Software manufacturer Microsoft has conceded that Windows XP is still in demand and has agreed to continue to sell the popular operating system, albeit in its Home version, only on low cost systems and until 2010.
Although some news wires have announced that only laptops would be covered, it seems that Microsoft could extend the ULCPC to ultra cheap desktops as well, provided that they are smart enough to navigate through Microsoft's Terms and Conditions.
But the software manufacturer has not backed off from its initial deadline of 30th of June 2008, at which date, it will stop selling Windows XP by this date.
Microsoft's announcement shows that the Ultra Cheap computer market is considered as a crucial market to be conquered: as it stands, even a cut-down version of Vista would have no chances against a trimmed down Linux distribution when it comes to speed and price.

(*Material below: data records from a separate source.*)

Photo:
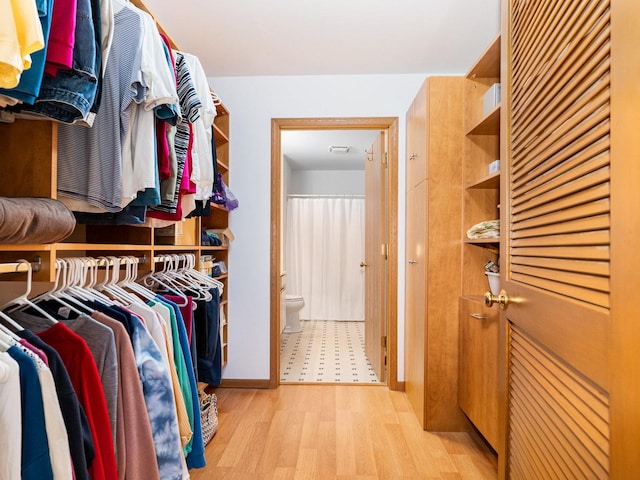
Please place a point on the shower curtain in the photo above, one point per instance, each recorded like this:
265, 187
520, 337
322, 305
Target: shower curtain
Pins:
324, 245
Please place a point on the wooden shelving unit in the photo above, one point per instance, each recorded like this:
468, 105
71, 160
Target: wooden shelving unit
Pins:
478, 354
29, 158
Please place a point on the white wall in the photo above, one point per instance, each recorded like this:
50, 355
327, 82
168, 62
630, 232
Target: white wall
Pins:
327, 182
252, 103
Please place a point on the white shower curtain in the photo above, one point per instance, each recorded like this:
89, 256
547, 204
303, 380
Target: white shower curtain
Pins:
324, 245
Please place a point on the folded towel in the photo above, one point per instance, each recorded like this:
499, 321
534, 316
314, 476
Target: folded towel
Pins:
34, 220
486, 229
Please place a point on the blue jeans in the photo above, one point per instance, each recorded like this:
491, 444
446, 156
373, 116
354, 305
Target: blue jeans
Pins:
71, 94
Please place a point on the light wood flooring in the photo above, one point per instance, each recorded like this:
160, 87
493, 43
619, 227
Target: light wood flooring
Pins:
334, 432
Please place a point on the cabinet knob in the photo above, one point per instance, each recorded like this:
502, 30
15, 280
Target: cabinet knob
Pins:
501, 299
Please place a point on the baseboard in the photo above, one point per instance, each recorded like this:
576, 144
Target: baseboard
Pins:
244, 383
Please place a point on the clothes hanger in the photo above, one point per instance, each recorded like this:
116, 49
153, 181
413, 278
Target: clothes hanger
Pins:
56, 293
89, 285
158, 278
182, 278
131, 284
201, 277
112, 287
23, 300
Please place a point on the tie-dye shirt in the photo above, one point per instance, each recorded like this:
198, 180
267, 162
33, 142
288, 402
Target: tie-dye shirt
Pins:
158, 396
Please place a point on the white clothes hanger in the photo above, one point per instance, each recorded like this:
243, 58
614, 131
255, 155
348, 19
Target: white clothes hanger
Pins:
112, 288
182, 278
131, 284
190, 269
57, 293
89, 285
23, 300
158, 278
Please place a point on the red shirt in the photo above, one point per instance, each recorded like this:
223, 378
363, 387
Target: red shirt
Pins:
85, 379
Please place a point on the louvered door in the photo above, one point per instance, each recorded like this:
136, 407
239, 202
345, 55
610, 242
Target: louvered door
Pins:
556, 251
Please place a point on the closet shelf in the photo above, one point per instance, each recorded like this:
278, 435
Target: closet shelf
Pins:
222, 167
488, 64
490, 181
213, 248
174, 248
488, 125
45, 247
483, 241
218, 207
219, 136
76, 247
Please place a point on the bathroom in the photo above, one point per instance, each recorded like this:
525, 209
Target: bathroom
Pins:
322, 326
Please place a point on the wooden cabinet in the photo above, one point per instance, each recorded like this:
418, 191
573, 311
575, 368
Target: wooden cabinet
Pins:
434, 207
478, 394
478, 389
29, 159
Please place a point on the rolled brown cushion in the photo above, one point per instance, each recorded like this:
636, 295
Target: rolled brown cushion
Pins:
34, 220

Microsoft has released a full set of guidelines (PDF document here (opens in new tab)) on how to design Flash-based Ultra Low cost PCs for Windows XP and it is yet unknown whether Microsoft will allow manufacturers to bundle WIndows XP with hard drive-based laptops and desktops.
The document is fairly extensive but also slightly confusing (ed : the author of the document seems to confuse between MB and MHz and there's no mention of laptops or notebooks in the document).
In other news, US-based Best Buy has started to sell the Asus Eee PC Galaxy Black with preinstalled Windows XP Home Edition for $399.99.